Often, patient may have to be monitored in the intensive care, as a failure of the heart is a serious matter, and can result in death. Oxygen therapy by mask or nasal prong, is mandatory. The first priority in management, is to get the extra fluids out or the lungs. This will alleviate the acute distress, cut down the panic ( which stresses the heart more ), and make the circulation better. We can usually achieve good diuresis ( passing urine ), with IV diuretics like frusemide. making the patient calm and restful also helps alot. We sometimes achieve this with a small guarded dose of IV morphine. Once the patient calms down, and begins to pour out urine, by the litres literally, he will improve over minutes and hours. In patients with chronic renal failure, this may take a longtime, and sometimes, we need to use the dialysis machine to extract out the extra fluid, so as to off-load the heart. There are certain drugs that can also offload the heart like ACE-I or ARBs, or the good old, nitrates, and calcium channel blockers. When I am meet a severe heart failure, I am one of the few, who like to use a small, carefully monitored, dose of IV sodium nitroprusside. I find that it takes away the strain on the heart very effectively and quickly.
You can almost know that you are getting out of the acute heart crisis, when the hands and feet warm up, the colour returns, and the urine is pouring. Soon the patient can talk to you in full sentences, and he calms down.
If the investigations carried out suggest a heart attack as the cause, then the management should be as with a heart attack, complicated by heart failure ( this usually mean a big heart attack and the prognosis is not as good. Mortality can be 50% ).

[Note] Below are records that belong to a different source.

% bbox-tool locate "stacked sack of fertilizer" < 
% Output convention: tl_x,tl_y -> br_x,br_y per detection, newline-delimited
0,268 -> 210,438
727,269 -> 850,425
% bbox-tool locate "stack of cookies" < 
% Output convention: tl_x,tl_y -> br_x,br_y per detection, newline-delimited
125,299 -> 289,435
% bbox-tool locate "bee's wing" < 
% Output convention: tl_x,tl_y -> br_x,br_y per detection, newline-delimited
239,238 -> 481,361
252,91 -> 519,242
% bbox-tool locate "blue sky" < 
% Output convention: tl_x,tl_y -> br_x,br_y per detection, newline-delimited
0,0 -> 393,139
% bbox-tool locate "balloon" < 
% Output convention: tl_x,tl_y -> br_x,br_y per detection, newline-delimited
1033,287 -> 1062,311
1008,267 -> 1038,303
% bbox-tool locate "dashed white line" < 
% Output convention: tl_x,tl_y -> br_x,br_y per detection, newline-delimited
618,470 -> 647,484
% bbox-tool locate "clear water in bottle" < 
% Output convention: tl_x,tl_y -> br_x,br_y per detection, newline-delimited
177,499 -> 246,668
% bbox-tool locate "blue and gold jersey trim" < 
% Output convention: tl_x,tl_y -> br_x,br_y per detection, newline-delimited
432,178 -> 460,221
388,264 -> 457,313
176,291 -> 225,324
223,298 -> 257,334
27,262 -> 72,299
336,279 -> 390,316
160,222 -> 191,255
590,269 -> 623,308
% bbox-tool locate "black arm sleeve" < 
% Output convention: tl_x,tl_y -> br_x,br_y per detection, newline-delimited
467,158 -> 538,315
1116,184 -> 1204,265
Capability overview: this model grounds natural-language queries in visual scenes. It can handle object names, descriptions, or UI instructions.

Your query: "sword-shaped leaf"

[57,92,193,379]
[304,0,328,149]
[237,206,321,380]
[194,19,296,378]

Once things are stable, management then becomes management of what cause the heart attack. You have now reverted the patient back to his status before whatever trigger this heart failure happened. Control of poor controlled hypertension is important. Treatment for chronic renal failure is important. Viral infections usually recover, sometimes, leaving behind chronic heart condition and chronic heart failure.
Generally, if you have acute heart failure once, you can have it again, so great care must be taken in the long term. Chronic heart failure will form the basis for another chapter.
As least now you all know what to expect, should someone suffer from acute heart failure.